“Estoy sentada aquí, esperando que vengan por mí. No hay nadie que pueda ayudarme”. Es Zarifa Ghafari quien habla, una mujer afgana, exalcaldesa y exfuncionaria del Ministerio de Defensa, que teme por su vida ahora que los talibanes controlan Kabul. Su delito, o pecado, es haber luchado por los derechos de las mujeres en Afganistán.
Si Zarifa está asustada, y convencida de que los islamistas la “ejecutarán”, miles de compatriotas suyas pueden correr esa suerte por haber estado públicamente a favor de la igualdad de la mujer, en un país donde el patriarcado es una cruel realidad. Aun cuando en los últimos veinte años la situación mejoró visiblemente, con leyes que las protegían de la violencia doméstica y les permitían estudiar y trabajar, las afganas estaban lejos de disfrutar las libertades que nos parecen tan naturales en cualquier país de América Latina.
Bajo el yugo talibán, millones de mujeres sienten que sus sueños y esperanzas se desvanecen, que ya no podrán decidir por sí mismas qué hacer con sus vidas, ni elegir marido o hacer deportes, o viajar, o salir a la calle sin chaperón ni burka. Una generación de ellas, especialmente las que viven en las ciudades, no conoció el rigor del régimen fundamentalista de los noventa. En las zonas rurales las costumbres están más arraigadas, y la interpretación de la sharia —la ley islámica o código de conducta que rige todos los aspectos de la vida de un musulmán— es más estricta... y machista. Y así es como la entienden y aplican los talibanes.
Las tradiciones varían mucho en los distintos países musulmanes y la sharia se implementa de diversas maneras, dependiendo de si el régimen es laico o religioso, pero en todos ellos las prácticas sociales provienen de una cosmovisión compartida, que esperan sea respetada, para que perdure en el tiempo y no sea barrida por olas modernizadoras u “occidentalizadoras”.
Esa cosmovisión —como la de otros pueblos que luchan por perpetuar sus antiguos modos de vida—, o parte de ella, bien puede ser objeto de críticas. En este caso, el maltrato de las mujeres. O la poligamia, ¿quién podría oponerse a erradicarla? En Hispanoamérica, donde esta era habitual en algunos pueblos originarios, fue desterrada como práctica, por ser contraria a la dignidad de la mujer. Ni los defensores más acérrimos de las costumbres ancestrales se quejan hoy de que esas formas de humillaciones hayan quedado olvidadas en el pasado, y que la visión cristiana se haya impuesto en este asunto.

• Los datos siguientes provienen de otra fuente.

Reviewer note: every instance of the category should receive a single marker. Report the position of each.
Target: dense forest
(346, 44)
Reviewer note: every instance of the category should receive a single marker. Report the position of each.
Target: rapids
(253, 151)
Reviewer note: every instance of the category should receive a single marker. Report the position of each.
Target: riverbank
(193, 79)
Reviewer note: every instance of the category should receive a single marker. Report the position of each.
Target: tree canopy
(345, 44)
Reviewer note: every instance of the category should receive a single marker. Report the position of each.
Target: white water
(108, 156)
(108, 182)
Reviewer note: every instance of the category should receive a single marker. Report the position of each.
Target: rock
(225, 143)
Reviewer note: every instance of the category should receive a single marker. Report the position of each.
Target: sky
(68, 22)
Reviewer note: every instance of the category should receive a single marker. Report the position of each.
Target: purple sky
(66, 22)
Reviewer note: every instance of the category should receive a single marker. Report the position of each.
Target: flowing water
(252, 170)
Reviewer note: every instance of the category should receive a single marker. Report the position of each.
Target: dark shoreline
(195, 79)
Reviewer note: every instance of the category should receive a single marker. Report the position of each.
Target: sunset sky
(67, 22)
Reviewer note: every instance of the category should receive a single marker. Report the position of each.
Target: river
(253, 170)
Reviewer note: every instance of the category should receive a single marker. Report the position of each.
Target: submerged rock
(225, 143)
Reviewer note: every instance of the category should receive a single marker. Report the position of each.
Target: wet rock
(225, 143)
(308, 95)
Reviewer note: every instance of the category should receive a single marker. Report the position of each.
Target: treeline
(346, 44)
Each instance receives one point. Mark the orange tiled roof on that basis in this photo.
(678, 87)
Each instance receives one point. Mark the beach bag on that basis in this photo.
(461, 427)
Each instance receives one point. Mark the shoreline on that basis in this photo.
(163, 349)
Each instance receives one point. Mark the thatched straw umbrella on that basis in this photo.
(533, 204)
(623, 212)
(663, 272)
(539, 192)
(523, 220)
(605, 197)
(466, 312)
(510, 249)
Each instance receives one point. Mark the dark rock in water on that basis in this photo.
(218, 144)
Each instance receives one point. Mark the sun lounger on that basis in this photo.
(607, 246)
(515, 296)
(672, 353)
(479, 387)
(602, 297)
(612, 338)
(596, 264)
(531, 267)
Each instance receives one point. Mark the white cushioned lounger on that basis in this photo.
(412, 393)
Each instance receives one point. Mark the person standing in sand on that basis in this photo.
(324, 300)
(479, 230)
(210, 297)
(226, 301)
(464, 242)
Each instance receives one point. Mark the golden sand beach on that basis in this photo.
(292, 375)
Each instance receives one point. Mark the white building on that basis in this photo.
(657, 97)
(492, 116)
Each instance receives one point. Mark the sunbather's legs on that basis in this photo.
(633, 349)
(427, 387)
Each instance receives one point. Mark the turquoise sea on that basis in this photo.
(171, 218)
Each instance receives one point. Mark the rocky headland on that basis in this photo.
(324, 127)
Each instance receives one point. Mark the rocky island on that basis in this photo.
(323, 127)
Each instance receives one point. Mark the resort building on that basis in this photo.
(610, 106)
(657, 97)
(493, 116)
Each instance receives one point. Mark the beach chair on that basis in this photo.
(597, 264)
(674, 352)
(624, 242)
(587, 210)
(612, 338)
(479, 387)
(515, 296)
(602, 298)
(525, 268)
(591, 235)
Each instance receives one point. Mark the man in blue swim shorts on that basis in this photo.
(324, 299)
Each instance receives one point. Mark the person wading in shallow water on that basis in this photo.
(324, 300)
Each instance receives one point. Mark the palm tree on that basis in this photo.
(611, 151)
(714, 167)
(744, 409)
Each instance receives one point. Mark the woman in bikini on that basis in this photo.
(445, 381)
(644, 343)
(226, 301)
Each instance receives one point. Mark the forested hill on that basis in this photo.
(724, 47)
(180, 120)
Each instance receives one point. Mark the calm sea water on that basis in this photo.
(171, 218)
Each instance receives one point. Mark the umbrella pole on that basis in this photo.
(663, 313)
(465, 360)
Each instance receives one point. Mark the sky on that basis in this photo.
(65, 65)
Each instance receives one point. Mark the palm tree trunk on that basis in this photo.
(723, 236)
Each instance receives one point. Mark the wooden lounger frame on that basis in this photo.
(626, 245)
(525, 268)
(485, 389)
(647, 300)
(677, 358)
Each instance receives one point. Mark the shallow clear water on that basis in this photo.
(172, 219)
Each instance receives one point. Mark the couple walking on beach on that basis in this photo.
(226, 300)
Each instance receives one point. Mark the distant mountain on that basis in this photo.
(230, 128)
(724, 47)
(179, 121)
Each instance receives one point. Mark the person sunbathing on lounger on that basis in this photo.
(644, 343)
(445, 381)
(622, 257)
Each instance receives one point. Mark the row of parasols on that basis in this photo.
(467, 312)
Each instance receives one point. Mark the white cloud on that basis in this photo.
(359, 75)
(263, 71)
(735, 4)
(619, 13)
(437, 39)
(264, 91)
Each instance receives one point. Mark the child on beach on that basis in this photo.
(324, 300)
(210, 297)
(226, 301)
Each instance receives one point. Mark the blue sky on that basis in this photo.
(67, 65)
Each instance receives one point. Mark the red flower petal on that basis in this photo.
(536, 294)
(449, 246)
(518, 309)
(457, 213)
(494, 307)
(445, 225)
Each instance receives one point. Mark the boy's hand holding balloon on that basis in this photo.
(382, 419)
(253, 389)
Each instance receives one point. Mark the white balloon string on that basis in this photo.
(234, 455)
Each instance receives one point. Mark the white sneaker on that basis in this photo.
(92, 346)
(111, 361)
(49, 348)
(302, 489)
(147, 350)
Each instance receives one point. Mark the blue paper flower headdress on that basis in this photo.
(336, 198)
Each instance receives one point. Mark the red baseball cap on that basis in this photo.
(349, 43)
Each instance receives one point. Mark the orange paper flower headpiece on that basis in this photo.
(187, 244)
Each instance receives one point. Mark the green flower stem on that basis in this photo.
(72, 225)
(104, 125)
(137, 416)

Los talibanes aseguran que han cambiado (¿alguien les cree?), que ya no repetirán los errores del pasado, que “respetarán los derechos de las mujeres dentro del marco de la sharia”. ¡Pero esta impone la lapidación como castigo! Será un consejo de eruditos islámicos el que tomará las decisiones sobre el rol de la mujer en la sociedad, sus derechos y hasta su forma de vestir.
Respetar las costumbres y religiones de otros pueblos o etnias, sus vestimentas o banderas, no significa tolerar la violencia ni las violaciones a los derechos fundamentales. En Afganistán o en cualquier parte del mundo.